Wed, Jun 25, 2014 - Page 3 News List

Yogurt advert harmful to girls’ self-worth: groups

By Stacy Hsu  /  Staff reporter

Women’s rights organizations yesterday accused a local dairy product manufacturer of misleading young girls by depicting “ample bosoms” as a prerequisite for prettiness in its recent green papaya yogurt television commercial.

The Taiwan Women’s Link (TWL) and the Taipei Association for the Promotion of Women’s Rights (TAPWR) made the accusations at a press conference in Taipei yesterday morning, during which they showed the 30-second television commercial featuring what appears to be a five-year-old girl asking an attractive, well-proportioned teenager to reveal her beauty secrets.

The TV commercial then shows a close-up of the young woman’s breasts before she takes out a cup of yogurt and tells the child: “As long as you eat one of these every day, you will grow up to be just as beautiful as I am.”

“In the past, we have seen too many car, computer and food commercials using women as a marketing tool, but at least their advertising models and target audiences are grown people,” TWL director-general Huang Shu-ying (黃淑英) told the press conference.

“However, it is apparent that the yogurt commercial primarily targets young children and seeks to instill the notion that large breasts are something every girl should aspire to. We strongly deplore the company’s advertising strategy, which pursues profit at the expense of children’s rights to develop a healthy sense of self-worth,” Huang said.

TAPWR standing director Chien Shu-pei (簡舒培) said the content of the commercial clearly violated the Satellite Broadcasting Act (衛星廣播電視法), which prohibits TV broadcast content containing information that impairs the physical and mental health of children and juveniles and carries a fine ranging from NT$100,000 to NT$1 million (US$3,300 to US$33,000).

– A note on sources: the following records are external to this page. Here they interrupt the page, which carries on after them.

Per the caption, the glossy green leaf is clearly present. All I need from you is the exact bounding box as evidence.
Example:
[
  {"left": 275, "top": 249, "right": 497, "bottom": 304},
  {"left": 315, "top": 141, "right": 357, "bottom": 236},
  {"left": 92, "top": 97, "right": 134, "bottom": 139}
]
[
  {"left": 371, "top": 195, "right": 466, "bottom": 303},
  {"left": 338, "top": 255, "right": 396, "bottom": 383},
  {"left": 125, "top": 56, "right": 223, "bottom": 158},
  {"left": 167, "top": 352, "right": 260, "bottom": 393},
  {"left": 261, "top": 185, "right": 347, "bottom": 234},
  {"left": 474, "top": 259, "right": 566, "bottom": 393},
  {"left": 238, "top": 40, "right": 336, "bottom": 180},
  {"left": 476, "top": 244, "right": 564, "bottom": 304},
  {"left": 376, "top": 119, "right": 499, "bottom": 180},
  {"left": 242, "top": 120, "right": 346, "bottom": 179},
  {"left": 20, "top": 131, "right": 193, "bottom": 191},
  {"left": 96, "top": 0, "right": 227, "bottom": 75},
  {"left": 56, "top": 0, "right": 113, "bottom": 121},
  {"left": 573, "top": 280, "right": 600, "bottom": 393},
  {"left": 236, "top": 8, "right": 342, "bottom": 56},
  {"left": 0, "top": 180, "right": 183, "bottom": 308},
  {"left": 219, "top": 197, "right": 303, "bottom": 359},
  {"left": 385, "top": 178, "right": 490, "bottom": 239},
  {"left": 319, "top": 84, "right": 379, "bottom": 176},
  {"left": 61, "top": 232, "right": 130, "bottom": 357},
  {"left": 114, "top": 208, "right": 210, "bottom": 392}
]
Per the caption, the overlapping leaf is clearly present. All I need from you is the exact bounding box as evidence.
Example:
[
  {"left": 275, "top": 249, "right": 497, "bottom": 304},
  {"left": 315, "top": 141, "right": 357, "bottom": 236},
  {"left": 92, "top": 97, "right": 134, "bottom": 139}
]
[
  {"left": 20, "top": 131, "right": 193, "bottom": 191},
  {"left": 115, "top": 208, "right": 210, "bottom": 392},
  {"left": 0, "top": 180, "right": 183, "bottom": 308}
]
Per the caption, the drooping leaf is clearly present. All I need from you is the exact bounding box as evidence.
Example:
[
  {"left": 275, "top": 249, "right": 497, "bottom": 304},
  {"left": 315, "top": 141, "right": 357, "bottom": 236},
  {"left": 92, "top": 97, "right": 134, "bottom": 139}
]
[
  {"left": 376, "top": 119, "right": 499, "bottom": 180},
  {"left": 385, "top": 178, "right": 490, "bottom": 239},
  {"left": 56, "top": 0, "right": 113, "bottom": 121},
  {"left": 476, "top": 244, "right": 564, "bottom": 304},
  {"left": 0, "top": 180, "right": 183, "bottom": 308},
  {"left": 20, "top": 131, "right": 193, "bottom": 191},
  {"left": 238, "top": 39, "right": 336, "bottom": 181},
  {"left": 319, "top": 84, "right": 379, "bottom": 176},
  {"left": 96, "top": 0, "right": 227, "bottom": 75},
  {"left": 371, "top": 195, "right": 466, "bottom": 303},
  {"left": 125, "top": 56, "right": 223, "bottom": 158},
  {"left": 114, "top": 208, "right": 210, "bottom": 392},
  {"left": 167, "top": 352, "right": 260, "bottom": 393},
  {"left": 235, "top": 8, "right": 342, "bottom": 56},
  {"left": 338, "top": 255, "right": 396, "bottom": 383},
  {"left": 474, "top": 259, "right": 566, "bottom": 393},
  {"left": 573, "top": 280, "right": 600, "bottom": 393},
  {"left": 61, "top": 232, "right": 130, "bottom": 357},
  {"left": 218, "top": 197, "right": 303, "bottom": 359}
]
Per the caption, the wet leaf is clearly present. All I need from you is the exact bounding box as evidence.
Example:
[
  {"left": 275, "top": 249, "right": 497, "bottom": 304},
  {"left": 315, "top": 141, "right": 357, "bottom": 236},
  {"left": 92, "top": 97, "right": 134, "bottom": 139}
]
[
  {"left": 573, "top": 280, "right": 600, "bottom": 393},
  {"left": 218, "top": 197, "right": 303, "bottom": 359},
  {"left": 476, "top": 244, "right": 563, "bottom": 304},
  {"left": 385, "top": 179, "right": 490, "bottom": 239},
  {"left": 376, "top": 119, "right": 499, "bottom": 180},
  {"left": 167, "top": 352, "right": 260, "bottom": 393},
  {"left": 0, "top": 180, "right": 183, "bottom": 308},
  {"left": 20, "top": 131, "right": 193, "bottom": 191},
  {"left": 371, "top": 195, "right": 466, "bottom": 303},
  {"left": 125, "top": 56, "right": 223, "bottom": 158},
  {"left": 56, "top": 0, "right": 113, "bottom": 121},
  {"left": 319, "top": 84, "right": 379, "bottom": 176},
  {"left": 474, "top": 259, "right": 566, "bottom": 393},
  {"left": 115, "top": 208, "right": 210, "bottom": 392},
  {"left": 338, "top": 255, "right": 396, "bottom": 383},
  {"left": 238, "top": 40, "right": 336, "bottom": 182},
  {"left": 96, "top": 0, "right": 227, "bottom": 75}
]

“As the commercial also insinuates that its papaya-flavored yogurt has the effect of enhancing breast size, it constitutes a violation of Article 28 of the Act Governing Food Safety and Sanitation (食品安全衛生管理法) that stipulates that the labeling, promotion or advertisements of foods should not be false, exaggerated or misleading,” Chien said.

Chien added that there was no evidence for green papaya’s rumored efficacy in breast augmentation.

The organizations issued three demands: that the dairy company stop airing the commercial immediately; that the National Communications Commission and the Ministry of Health and Welfare investigate and handle the matter in accordance with the law; and that the government make a concerted effort to crack down on TV programs and commercials containing content detrimental to children’s physical and psychological well-being.